Кошачьим боксом, имевшим большой успех у публики, неизменно заканчивался номер Дэкворта. Двух кошек в маленьких боксерских перчатках на лапках ставили на стол. Само собой разумеется, что для такого «дружеского матча» кошки, работавшие с крысами, были непригодны. В этой сценке дрессировщик выпускал новых кошек, еще не окончательно утративших пылкость и энергию. Они работали на Дэкворта, покуда пылкость и энергия в них не иссякали или же покуда они не подыхали от болезней и истощения. Для публики это был забавный спектакль, комическая борьба четвероногих существ, сделанных до смешного похожими на верховное двуногое существо — человека. Но для кошек ничего комического в этой борьбе не было. Их злили и натравливали друг на друга за кулисами и уже в разъяренном состоянии выпускали на сцену. В ударах, которые они наносили друг другу, чувствовались злоба и боль, ярость и страх. Перчатки быстро соскакивали с их лапок, они, точно фурии, налетали друг на друга, царапались, кусались, так что к моменту закрытия занавеса шерсть клочьями летала по сцене. Публика умирала со смеху, глядя на «неожиданный» финал этой схватки; под громкие аплодисменты занавес снова поднимался, открывая Дэкворта и одного из служителей, обмахивавших кошек полотенцами, точно заправских боксеров.
Поскольку номер этот исполнялся ежедневно, раны и царапины у кошек не успевали подживать, загрязнялись, и тела их почти сплошь покрывались болячками. Многие кошки подыхали, другие, обессилев до того, что не могли напасть даже на крысу, уже не боксировали, но работали на канате вместе с одурманенными, изголодавшимися крысами, в свою очередь, не имевшими сил удрать от них. А тупоголовая публика, по справедливому замечанию мисс Мерль Мерриуэзер, аплодировала дрессированным кошкам и крысам как поучительному зрелищу.

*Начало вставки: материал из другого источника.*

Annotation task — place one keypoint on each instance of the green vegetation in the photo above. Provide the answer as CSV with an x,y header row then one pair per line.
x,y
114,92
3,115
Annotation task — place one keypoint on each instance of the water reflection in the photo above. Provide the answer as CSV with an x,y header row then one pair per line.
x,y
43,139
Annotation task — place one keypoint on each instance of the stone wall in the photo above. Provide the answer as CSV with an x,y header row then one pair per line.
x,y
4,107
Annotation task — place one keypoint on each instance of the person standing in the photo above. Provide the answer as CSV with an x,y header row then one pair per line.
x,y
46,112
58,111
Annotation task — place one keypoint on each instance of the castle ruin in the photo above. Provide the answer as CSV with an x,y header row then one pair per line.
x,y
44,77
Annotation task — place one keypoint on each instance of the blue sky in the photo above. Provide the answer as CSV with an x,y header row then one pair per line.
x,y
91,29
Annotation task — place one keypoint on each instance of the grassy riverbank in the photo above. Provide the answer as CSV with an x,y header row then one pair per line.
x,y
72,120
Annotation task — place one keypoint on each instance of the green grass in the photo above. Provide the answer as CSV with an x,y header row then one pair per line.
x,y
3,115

Большой шимпанзе, выступавший как-то в одном цирке с Майклом, ненавидел одеваться. Как лошадь, не дающая надеть на себя узду, а потом, когда узда уже надета, начисто забывающая о ней, шимпанзе оказывал яростное сопротивление людям, надевавшим на него костюм. Но уже одетый, он спокойно выходил на арену и исполнял свой номер. Вся загвоздка была в том, чтобы его одеть. Проделывали это хозяин и двое служителей, предварительно привязав его к кольцу, вбитому в стену, да еще держа за горло, — и все это несмотря на то, что хозяин давно уже вышиб ему передние зубы.
Не испытывая на себе жестокости, Майкл чуял ее и принимал, считая, что таков порядок вещей, — так же как дневной свет и ночной мрак, как колючий мороз на не защищенных от ветра вокзальных платформах, как таинственное царство «иного», открывавшееся ему в сновидениях и песнях, и не менее таинственное небытие, поглотившее плантацию Мериндж, корабли, моря, знакомых ему людей и стюарда.